Just finished your Class XII exams and are burnt out badly' If you can’t figure out what it is you want to do for the next three or four years of your life, you do have options. You could, for instance, choose to drop out of the system — if only for a year.
The “gap year” phenomenon, popular in the West where students take time off to explore the world or work for a while before rushing into the rigours of college, has caught on here. Students, even the ones who aren’t trying to crack the Joint Entrance Examinations, are convincing their parents to let them take a year off to choose their path based on experience, not instinct.
Time off helps pack in such activities that students previously found difficult to manage along with academic pressures of school. ‘Gappers’ see their year off as an opportunity to explore future career choices, travel and take a few extra courses. They realise that choices taken during this time will affect the rest of their lives, making a gap year an opportunity for self-exploration.
“I wasn’t sure what I wanted to study and I definitely didn’t want to end up studying a subject for three-four years only to realise that it was wrong for me,” explains Rohinee Ghosh, a graduate of Calcutta International School.
Taeyouk Lee, an art graduate from the same school agrees. “I took a gap year to expand my views and thoughts, understand why I want to do art and what field of art I would later specialise in.” So, he is interning with a graphic design company for experience, visiting art exhibitions, and meeting artists. Still just a frivolous waste of time' Maybe not.
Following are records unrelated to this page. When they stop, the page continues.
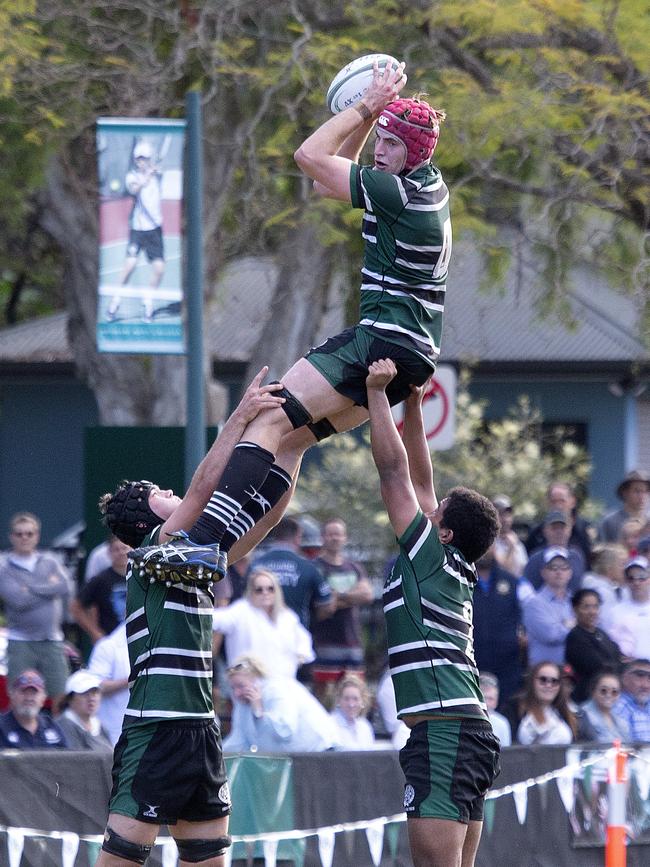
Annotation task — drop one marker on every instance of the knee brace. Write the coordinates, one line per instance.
(322, 429)
(295, 411)
(118, 846)
(196, 851)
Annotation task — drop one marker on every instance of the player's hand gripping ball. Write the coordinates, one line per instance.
(350, 84)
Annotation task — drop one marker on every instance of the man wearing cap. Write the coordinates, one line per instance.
(35, 591)
(634, 491)
(561, 497)
(629, 623)
(557, 532)
(407, 232)
(79, 721)
(634, 703)
(24, 727)
(548, 615)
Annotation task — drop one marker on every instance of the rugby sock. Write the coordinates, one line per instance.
(275, 486)
(242, 478)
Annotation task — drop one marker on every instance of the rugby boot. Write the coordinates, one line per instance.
(181, 559)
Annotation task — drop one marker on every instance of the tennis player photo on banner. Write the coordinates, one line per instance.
(140, 170)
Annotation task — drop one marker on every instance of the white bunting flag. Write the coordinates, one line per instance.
(270, 852)
(520, 794)
(375, 837)
(326, 846)
(15, 844)
(565, 788)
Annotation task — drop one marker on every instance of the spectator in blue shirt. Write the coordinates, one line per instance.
(634, 704)
(24, 726)
(548, 615)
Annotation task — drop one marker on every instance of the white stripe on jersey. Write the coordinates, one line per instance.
(177, 672)
(169, 714)
(424, 535)
(450, 702)
(414, 645)
(419, 338)
(427, 663)
(386, 279)
(428, 305)
(437, 207)
(176, 606)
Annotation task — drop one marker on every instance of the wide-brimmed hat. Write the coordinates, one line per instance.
(630, 478)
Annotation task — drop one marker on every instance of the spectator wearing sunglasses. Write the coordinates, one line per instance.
(545, 715)
(598, 718)
(35, 592)
(630, 620)
(634, 703)
(261, 623)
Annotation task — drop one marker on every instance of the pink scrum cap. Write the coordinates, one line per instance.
(416, 124)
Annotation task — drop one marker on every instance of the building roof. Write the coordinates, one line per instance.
(481, 326)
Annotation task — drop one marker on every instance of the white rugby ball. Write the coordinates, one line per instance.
(350, 84)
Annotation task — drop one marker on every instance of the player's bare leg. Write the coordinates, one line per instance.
(437, 842)
(132, 832)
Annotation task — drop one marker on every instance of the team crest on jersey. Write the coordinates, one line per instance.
(224, 794)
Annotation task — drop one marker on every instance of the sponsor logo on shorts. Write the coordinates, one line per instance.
(409, 797)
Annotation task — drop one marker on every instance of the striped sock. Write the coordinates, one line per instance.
(275, 486)
(242, 478)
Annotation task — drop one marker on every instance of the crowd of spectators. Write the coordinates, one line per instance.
(561, 636)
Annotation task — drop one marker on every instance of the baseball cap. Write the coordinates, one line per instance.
(552, 553)
(641, 562)
(81, 681)
(27, 679)
(556, 517)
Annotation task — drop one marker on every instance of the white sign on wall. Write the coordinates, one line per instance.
(438, 409)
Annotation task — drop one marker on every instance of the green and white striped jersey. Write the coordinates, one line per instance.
(428, 608)
(407, 234)
(169, 634)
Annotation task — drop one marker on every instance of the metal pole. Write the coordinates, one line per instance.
(195, 422)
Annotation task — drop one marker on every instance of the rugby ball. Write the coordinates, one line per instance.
(350, 84)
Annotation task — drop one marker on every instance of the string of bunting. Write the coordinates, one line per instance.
(374, 828)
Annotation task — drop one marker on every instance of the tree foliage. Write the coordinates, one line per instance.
(547, 134)
(510, 456)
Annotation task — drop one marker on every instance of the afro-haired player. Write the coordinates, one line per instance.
(168, 765)
(452, 754)
(407, 233)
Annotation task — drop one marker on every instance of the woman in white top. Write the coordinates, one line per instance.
(546, 718)
(354, 730)
(260, 623)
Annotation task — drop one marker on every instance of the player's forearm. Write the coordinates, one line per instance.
(419, 458)
(388, 451)
(330, 138)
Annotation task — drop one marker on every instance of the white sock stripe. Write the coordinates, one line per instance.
(225, 516)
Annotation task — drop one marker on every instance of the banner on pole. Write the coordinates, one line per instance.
(140, 294)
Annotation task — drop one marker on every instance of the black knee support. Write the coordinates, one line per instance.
(322, 429)
(118, 846)
(295, 411)
(196, 851)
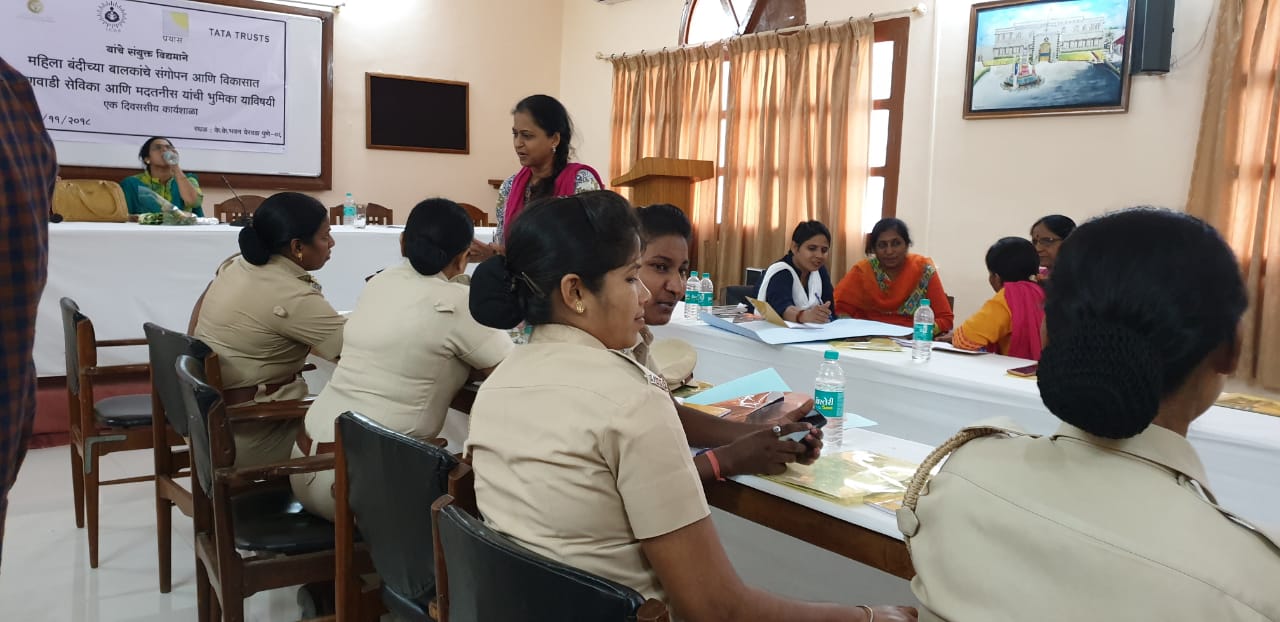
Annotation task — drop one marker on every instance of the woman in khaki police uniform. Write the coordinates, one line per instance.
(408, 346)
(576, 448)
(736, 448)
(264, 314)
(1110, 517)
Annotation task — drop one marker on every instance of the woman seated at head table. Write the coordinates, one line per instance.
(799, 286)
(1111, 516)
(1010, 321)
(161, 179)
(264, 314)
(737, 448)
(576, 448)
(542, 135)
(408, 346)
(1047, 234)
(891, 282)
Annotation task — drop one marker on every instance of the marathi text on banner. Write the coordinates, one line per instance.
(122, 69)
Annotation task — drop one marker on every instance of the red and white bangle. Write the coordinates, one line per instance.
(711, 457)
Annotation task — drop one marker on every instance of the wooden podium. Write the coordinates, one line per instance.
(666, 181)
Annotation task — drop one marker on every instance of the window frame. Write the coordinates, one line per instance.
(899, 32)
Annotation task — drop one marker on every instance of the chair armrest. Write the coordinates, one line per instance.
(117, 370)
(237, 478)
(269, 411)
(113, 343)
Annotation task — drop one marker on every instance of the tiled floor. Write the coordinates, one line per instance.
(45, 574)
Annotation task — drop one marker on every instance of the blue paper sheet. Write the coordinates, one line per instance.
(759, 382)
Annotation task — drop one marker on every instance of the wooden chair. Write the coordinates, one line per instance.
(483, 575)
(168, 415)
(99, 428)
(385, 483)
(237, 207)
(374, 214)
(247, 510)
(479, 216)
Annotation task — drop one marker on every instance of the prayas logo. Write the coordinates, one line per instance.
(112, 14)
(174, 26)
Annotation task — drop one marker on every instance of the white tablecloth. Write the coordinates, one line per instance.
(124, 274)
(928, 403)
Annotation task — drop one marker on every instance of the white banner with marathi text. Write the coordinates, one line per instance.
(118, 71)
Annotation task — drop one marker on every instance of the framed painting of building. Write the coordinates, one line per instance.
(1048, 56)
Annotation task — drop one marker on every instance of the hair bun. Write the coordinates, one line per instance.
(426, 257)
(494, 298)
(1101, 378)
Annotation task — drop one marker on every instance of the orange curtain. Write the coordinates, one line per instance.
(1234, 182)
(668, 105)
(796, 142)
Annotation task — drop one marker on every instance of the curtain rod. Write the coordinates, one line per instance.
(918, 10)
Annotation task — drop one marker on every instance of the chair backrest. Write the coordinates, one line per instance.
(479, 216)
(164, 347)
(71, 341)
(374, 214)
(392, 480)
(492, 577)
(237, 207)
(90, 200)
(199, 399)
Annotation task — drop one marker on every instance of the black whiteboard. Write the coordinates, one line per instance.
(416, 114)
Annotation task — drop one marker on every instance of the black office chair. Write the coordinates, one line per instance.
(385, 485)
(490, 577)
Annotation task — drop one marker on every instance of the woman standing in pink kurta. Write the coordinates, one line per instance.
(542, 135)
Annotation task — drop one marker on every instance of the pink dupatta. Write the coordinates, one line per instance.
(566, 186)
(1027, 307)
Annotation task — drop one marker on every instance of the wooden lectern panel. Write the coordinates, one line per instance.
(666, 181)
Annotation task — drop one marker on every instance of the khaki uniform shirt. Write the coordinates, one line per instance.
(264, 320)
(1078, 527)
(579, 456)
(408, 346)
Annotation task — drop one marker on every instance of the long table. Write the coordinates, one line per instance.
(929, 402)
(124, 274)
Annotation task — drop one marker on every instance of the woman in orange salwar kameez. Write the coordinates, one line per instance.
(891, 282)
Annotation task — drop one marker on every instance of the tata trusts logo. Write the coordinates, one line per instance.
(112, 14)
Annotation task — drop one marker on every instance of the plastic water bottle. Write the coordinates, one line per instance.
(348, 210)
(693, 296)
(828, 389)
(708, 291)
(922, 341)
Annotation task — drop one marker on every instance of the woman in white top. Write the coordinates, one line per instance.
(799, 286)
(408, 346)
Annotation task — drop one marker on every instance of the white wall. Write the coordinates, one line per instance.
(503, 49)
(965, 183)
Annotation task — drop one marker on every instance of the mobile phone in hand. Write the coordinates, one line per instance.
(814, 419)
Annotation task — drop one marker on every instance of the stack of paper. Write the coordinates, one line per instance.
(851, 478)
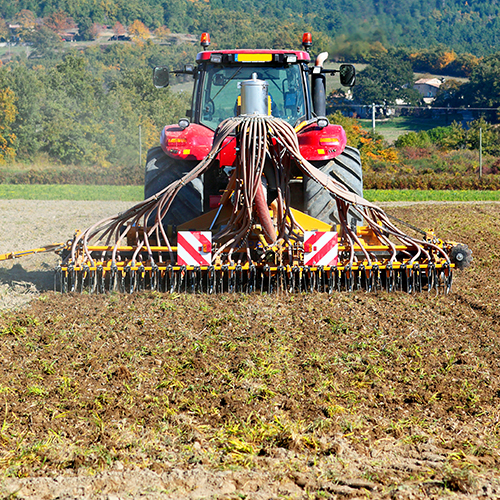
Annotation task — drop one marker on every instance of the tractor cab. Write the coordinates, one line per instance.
(219, 74)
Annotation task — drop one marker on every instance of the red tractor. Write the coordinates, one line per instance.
(296, 94)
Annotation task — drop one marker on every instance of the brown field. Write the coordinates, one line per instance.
(306, 396)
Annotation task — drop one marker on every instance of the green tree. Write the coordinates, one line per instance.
(8, 113)
(4, 31)
(483, 89)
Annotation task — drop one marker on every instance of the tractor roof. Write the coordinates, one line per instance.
(249, 56)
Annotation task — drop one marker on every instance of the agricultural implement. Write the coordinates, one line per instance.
(255, 191)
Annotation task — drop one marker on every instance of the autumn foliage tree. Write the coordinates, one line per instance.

Despite a gap year being an opportunity for indulging in varied activities, there is always the danger of coming out with little but a recollection of a blur of action or the opposite, having whiled away time doing virtually nothing. So some kind of structure and purpose is useful.
Internships in publishing, films and media are perhaps the most popular options for gappers. Many students also spend time volunteering with charitable organisations.
In fact, several city NGOs have developed a structured gap year volunteer placement programme owing to its increasing popularity.
Though a gap year may start out slow, students soon find themselves in the thick of things. Rishav Kapur remembers: “I went to Pune with my band to play there. Unfortunately, nothing went as planned, but my experiences from the time would hold true for ever.” Joykrit Mitra, too, found his gap year “more beneficial than any other year of my life”. Rohinee, still on her break, defends her choice. “I don’t think what I’m doing now is any less important as a growing experience.”
While students definitely don’t seem to mind the gap, many parents are still ambivalent.
“Sadly, my parents did not take it well at all initially, as the concept of a gap year is still considered tantamount to flunking in India,” remembers Joykrit, now a student of Adelphi College, USA. “When you’re taking a gap year for getting into IIT it’s cool. Otherwise it’s seen as just a waste of time,” says Rishav, an Army School graduate now in St Xavier’s College.
Some parents are more supportive, however. Says Taeyouk’s mother, C.. Chung: “As an artist myself, I realise the importance of exploration and decision-making, especially when it comes to the arts. A year off helps one take the baby steps required to take the giant steps later on.”
Gap years are for those willing to take a risk and do something out of the box. And given how confused most 18-year-olds are, perhaps it is time that more students were encouraged to venture out before they have to commit to the rest of their professional lives.